Re: Thoughts on professionalism
In response to our president’s “Thoughts on professionalism” in the June issue (BCMJ 2016;58:247), I would like to add comments pertaining to his third tenet of our profession’s longstanding tradition—the value and merit of the social contract.
This longstanding tradition of a historically great and independent profession predates this country’s tiny historical anomaly of forced and unconstitutional social contracts—a contract that is with the state rather than with the patient, contrary to our Hippocratic Oath. Forced because we have a single payer that has legislated a monopoly, and because doctors must travel abroad to change their employers. Unconstitutional because it is a rationing monopoly, at least hurting patients in need.
The issue has become far more concerning recently for patients and physicians alike because the topic of physician-assisted death now also raises the uncomfortable question of whether physicians have finally become de facto agents of the state in this country.
Since professionalism is rather defined by skills, good judgment, and polite behavior that is expected from a person who is trained to do a job well, we should ask ourselves: where has our collective independence of thought and actions necessary to support good judgment gone lately? And will our patients be better off for its apparent absence?
Advocacy for our patients should be the real cornerstone of our profession, and it requires independence. Fighting internal and external factors that degrade our ability to advocate and care for patients and reverting the erosion of our profession is the ultimate healing goal for the profession itself.
This social contract that imposed itself slowly across several generations, by misrepresenting the original aim of Tommy Douglas, can only be seen as a clumsy ideological vestige of the past. It interferes with our primary commitment: our patients.
Dr Ruddiman, what we are fortunate to have is not that social contract but a direct contract with our patients, and having had an opportunity to acquire an amazing education (rapidly paid back with income tax), lifesaving skills in a very rewarding profession—an old one indeed—all these transcending ideology, generations, postal codes, and bureaucrats. That should be the foundation of our independence.

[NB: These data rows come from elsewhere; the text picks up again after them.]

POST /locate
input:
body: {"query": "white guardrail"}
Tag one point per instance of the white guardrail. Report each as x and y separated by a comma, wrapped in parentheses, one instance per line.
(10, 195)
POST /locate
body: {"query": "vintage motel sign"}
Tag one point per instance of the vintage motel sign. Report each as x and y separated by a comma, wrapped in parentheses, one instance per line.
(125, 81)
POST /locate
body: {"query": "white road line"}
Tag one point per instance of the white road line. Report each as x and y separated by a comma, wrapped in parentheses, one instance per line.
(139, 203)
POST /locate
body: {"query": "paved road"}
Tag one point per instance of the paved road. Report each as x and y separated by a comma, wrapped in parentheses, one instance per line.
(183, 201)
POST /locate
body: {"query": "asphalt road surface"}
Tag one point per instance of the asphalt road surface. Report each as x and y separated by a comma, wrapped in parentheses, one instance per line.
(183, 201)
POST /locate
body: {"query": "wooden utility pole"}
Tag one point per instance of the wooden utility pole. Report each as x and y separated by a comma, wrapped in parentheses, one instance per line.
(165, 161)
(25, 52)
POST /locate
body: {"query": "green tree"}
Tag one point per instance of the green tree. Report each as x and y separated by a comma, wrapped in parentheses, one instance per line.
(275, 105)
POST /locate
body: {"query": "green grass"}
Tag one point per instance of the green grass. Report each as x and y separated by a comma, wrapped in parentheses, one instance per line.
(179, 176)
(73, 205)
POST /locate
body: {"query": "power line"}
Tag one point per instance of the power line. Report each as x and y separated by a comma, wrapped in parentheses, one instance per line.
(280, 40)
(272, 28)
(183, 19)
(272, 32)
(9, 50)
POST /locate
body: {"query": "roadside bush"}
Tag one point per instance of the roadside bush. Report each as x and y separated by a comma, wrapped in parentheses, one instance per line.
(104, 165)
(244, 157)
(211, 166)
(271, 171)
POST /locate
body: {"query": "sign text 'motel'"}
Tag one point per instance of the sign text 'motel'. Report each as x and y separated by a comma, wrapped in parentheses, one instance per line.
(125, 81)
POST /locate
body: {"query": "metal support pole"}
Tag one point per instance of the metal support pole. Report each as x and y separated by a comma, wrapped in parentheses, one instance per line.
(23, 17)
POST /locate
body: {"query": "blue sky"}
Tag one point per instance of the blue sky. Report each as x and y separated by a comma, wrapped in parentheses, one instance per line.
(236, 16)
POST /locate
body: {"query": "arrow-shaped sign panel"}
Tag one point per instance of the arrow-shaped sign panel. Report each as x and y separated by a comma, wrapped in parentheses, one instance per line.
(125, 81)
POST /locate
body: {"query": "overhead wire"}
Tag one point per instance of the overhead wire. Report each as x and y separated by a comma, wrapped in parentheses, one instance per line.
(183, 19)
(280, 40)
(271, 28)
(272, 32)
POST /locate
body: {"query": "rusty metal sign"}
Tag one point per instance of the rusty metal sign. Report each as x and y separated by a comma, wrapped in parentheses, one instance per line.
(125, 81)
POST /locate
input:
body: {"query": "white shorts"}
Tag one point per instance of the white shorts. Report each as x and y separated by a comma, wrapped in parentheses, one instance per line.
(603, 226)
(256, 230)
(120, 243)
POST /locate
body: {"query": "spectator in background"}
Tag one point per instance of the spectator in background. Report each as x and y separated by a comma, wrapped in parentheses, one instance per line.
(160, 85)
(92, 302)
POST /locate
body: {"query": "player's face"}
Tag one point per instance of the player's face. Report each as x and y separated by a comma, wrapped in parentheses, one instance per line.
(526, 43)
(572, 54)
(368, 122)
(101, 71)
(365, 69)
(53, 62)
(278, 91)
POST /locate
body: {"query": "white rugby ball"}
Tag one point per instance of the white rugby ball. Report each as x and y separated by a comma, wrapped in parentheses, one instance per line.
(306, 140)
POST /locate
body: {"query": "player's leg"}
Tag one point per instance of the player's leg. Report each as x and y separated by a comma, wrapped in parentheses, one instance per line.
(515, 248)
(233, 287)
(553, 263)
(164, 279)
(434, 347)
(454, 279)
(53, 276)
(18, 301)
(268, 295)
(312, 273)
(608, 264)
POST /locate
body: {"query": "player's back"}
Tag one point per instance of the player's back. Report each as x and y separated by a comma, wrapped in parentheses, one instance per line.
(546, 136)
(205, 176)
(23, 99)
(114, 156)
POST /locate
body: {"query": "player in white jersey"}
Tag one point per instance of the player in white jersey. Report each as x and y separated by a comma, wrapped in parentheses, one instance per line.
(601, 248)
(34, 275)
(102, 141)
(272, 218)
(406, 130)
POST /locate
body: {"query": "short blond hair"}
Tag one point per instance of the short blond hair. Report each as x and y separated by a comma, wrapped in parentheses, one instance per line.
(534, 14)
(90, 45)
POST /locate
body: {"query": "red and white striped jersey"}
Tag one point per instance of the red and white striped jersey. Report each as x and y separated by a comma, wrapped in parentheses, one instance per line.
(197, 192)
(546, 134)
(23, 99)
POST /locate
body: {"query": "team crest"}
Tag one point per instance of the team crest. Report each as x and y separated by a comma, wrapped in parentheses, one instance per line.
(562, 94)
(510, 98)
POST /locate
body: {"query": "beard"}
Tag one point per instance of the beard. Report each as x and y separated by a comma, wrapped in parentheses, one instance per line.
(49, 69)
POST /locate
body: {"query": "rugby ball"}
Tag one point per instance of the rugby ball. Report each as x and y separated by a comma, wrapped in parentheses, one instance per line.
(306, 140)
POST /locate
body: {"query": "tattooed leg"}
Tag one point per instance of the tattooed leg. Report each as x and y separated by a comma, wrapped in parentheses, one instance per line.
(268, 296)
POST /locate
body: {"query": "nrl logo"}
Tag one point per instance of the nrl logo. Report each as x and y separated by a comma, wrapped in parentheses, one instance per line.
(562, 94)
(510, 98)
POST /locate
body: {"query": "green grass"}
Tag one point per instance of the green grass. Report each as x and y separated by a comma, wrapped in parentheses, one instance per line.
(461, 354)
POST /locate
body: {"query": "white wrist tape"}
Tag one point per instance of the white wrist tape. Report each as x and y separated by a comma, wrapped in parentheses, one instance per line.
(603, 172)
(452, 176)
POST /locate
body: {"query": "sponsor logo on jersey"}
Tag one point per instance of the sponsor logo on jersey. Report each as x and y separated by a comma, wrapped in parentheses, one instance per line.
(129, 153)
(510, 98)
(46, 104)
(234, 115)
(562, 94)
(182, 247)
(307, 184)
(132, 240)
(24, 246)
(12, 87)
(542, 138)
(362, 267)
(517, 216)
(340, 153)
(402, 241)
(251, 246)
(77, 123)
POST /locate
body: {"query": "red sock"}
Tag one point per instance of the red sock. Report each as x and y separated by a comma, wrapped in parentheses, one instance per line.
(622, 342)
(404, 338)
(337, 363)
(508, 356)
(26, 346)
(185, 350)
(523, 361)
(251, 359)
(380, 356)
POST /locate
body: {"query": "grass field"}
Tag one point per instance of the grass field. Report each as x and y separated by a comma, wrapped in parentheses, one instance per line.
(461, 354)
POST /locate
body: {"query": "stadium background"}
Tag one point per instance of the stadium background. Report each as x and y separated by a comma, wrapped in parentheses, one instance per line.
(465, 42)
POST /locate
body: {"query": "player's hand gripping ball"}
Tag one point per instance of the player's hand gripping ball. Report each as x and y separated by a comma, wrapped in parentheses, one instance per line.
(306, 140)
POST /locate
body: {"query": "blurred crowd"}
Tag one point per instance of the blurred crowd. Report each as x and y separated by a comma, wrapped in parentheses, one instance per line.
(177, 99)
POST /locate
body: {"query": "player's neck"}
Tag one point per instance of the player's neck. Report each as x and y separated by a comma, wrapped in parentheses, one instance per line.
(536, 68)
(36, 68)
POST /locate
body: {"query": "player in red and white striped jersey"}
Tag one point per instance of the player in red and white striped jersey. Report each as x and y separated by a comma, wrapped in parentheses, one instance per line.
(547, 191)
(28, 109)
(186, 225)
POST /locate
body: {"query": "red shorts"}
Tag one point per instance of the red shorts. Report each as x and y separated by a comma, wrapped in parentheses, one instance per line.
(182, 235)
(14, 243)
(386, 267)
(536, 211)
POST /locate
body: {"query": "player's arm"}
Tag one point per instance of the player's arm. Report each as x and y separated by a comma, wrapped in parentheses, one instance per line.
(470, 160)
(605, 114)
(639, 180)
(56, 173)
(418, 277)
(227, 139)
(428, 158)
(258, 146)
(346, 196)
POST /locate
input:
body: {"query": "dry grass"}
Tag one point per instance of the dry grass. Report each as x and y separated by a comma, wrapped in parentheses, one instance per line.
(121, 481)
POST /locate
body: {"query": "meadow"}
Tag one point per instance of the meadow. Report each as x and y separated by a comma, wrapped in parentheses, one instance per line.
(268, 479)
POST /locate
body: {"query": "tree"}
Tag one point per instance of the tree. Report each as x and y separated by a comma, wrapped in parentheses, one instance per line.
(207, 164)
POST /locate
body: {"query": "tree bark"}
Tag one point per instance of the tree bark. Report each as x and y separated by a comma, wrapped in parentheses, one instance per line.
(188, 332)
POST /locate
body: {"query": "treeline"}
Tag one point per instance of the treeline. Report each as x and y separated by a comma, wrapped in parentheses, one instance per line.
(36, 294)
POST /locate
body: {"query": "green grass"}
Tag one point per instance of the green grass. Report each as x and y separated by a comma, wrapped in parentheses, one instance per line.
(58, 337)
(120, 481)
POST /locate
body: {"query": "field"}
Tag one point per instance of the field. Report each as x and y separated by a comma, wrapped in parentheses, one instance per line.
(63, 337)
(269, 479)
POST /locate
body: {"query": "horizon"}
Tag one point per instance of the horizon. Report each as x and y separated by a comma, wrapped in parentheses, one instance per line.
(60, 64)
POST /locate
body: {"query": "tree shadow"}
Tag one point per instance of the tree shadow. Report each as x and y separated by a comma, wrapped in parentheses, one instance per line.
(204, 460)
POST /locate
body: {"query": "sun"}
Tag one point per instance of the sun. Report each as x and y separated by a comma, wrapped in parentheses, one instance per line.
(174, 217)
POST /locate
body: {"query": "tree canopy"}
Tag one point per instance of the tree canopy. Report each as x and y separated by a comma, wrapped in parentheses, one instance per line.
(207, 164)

Our problem is then that we, as a profession, no longer believe that we belong to a great independent profession; rather, we subject ourselves to whatever master of the day is willing to pay us. Mercenaries, agents of the state, whatever you may want to call us, we are no longer the healers of the Hippocratic Oath. The legacy will not be excellent 21st-century medical care and we will be remembered as enablers who replaced the Hippocratic Oath with an oath (little “o”) to the state. And isn’t that what we do not want to become!